Read through the list of recent scandals and Meir's nod to the decadence of imperial Rome sounds more like understatement than hyperbole. Here's just a sample:

■In July last year, Israel's eighth president, Moshe Katsav, was forced to resign after 10 women accused the career politician of various degrees of sexual assault ranging from rape to harassment.

■Katsav's predecessor, Ezer Weizman, was booted out after it was revealed he had received hundreds of thousands of dollars in "gifts" from a French millionaire while serving as an MP.

■In January last year, former Israeli justice minister Haim Ramon was found guilty of sexual assault after molesting a woman soldier at a ministerial soiree where he forcibly French-kissed her.

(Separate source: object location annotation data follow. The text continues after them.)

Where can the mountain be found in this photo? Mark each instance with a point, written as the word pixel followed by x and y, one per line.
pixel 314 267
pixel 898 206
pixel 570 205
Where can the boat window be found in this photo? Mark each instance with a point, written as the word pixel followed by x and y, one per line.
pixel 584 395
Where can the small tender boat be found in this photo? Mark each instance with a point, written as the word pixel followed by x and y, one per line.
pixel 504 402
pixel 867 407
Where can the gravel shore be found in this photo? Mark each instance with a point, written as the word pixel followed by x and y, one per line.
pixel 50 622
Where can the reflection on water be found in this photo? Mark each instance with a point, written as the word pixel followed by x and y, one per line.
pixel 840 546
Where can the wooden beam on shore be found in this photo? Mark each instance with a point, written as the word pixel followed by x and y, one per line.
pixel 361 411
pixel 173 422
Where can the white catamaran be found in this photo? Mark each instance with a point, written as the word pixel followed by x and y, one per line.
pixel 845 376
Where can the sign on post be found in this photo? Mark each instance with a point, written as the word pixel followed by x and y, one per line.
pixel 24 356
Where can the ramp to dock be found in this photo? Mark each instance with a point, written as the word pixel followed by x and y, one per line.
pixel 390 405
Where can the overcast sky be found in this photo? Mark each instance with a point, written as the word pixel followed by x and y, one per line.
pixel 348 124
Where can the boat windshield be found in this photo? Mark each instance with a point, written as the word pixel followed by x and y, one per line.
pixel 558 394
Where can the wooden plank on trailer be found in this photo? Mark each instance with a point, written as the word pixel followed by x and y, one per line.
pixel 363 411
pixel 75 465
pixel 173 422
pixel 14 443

He has since been reappointed to cabinet as vice-premier and minister in the Prime Minister's Office with responsibility for state policy.

■Tzachi Hanegbi is still a member of the Knesset but had to resign as minister for internal security in 2006 when he was indicted on charges of fraud, bribery and lying under oath. His trial is ongoing.

■Omri Sharon, the son of former prime minister Ariel Sharon, was briefly a member of the Knesset until he was imprisoned in 2006 for corruption and perjury offences.

On Wednesday, this list grew when a Tel Aviv court charged former finance minister Avraham Hirschson — a protege of the current Prime Minister, Ehud Olmert — with crimes including aggravated theft, fraud, embezzlement and obstruction of justice.

Which leads to Olmert himself, who since assuming the prime ministership in January 2006 has been the subject of five investigations.

The latest centres on allegations that from the time he was elected mayor of Jerusalem in 1993 to when he was a senior minister in the Sharon government, he accepted up to $520,000 in illegal campaign contributions and bribes from New York businessman Moshe Talansky, much of it supposedly delivered in brown paper bags.

In lurid testimony at the Jerusalem District Court, Talansky described how Olmert would tap him for money to pay for his bar tab, luxury holidays in Italy, or first-class air tickets to the United States.

Judging from the pictures of Olmert seated with American President George Bush in the Oval Office this week, waving happily to the voters back home, he seems oblivious to the damage his tenure is causing.

Since the latest scandal broke a month ago, Olmert has put handing over the Golan Heights back on the table in high-level talks with Syria, and been behind active efforts to broker a truce with the Islamist political movement Hamas.

In his weekly column in The Jerusalem Post on Tuesday, Isi Leibler, the founder of Australia's Jetset Travel who emigrated to Israel a decade ago, said that while most Israelis would welcome Olmert's departure, the problems would not end there.

"Let us not delude ourselves," Leibler wrote. "The rot extends far beyond the person of the Prime Minister. Leaders of both Labor and Likud, either directly or via their acolytes, have brazenly indulged in illegal fund-raising. Accepting 'personal gifts' from both wealthy diaspora Jews and Israelis has become the accepted norm."

So where to now? According to Amotz Asa-El, adjunct professor at the Shalem Centre, a privately funded research institute, Israel must abandon its system of extreme proportional representation, where MPs are accountable only to the party bosses who select their position on national voting lists and where small, special interest parties end up holding the balance of power in fragile coalitions, often subverting the national interest for their own.

"We have a very serious and alarming crisis of political leadership in this country," Asa-El told The Age. "The problem at its heart is the electoral system, and unless we change it, the state of deterioration we are suffering now will only get worse."

Asa-El says the only way out is to adopt a system where at least half Israel's MPs are directly elected from residential districts. "But first we have to convince the politicians to change a system that suits them. It's not going to be easy."